Grundsätzlich verstehen die Grünen, dass Nationalfahnen für viele Fußballfans ein bloßer Ausdruck der Unterstützung einer Nationalmannschaft sind. Gleichzeitig habe der Schlachthof als Veranstalter das Recht, eigene Regeln für seine Veranstaltungen festzulegen und darum zu bitten, auf jegliche Nationalfahnen zu verzichten. „Ob man diese Regel für richtig oder falsch hält, kann diskutiert werden. Die Behauptung, der Schlachthof richte sich damit gezielt gegen die deutsche Flagge, entspricht jedoch nicht den Tatsachen“, so Gündar.

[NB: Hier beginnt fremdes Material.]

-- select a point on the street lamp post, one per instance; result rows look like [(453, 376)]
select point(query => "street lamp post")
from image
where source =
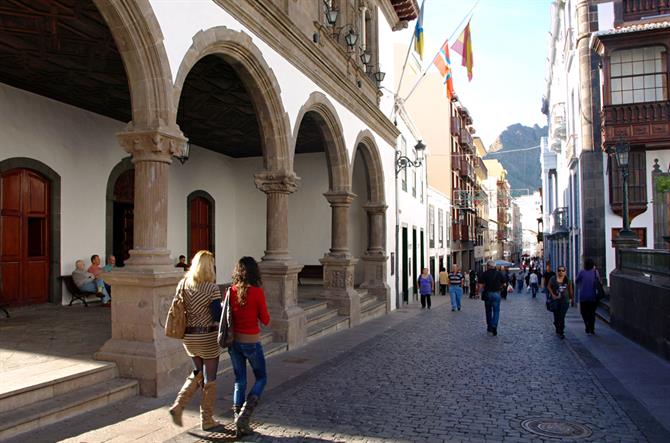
[(626, 238), (403, 162)]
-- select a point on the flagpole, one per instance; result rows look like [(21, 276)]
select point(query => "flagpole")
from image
[(425, 71), (404, 66)]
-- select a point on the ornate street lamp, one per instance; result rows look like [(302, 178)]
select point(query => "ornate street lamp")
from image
[(621, 154), (402, 161)]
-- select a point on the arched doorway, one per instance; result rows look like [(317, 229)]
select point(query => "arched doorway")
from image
[(200, 223), (25, 237)]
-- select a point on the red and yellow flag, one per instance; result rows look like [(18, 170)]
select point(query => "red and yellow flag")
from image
[(464, 47), (443, 64)]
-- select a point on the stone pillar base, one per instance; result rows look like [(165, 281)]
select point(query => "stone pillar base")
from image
[(138, 346), (338, 283), (280, 284), (375, 277)]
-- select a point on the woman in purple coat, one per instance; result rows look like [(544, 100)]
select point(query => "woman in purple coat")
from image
[(587, 280)]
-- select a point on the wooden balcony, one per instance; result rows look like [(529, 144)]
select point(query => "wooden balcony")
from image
[(636, 9), (638, 123)]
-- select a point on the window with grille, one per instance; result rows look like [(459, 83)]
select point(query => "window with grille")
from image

Schieflage in Debatte und Prioritätensetzung

Kritik äußert Gündar daran, dass das vermeintliche Flaggenverbot in der Öffentlichkeit einen derart großen Raum einnimmt: „Diese Debatte ist wenig zielführend und lenkt von realen Problemen ab. Radikale Kürzungen der Bundes- und Landesregierung in Bereichen wie Bildung, Kultur oder Integration drohen dadurch vollkommen unterzugehen, obwohl sie Kassel hart treffen.“ Gerade deshalb sollte der Fokus darauf liegen, die lokale Kultur- und Bildungslandschaft langfristig zu sichern.

Auch in der politischen Debatte mahnen die Grünen zu mehr Sachlichkeit und bitten ihre politischen Mitbewerber*innen darum, mit den Betroffenen zu sprechen, anstatt medial über sie zu urteilen.

„Der Schlachthof ist ein wichtiger und fester Bestandteil der Kasseler Kultur- und Bildungslandschaft. Wer etablierte Träger öffentlich angreift, gefährdet ihre Existenz und damit das friedliche Zusammenleben in unserer Stadt." Pilar Butte, grüne Fraktionsvorsitzende.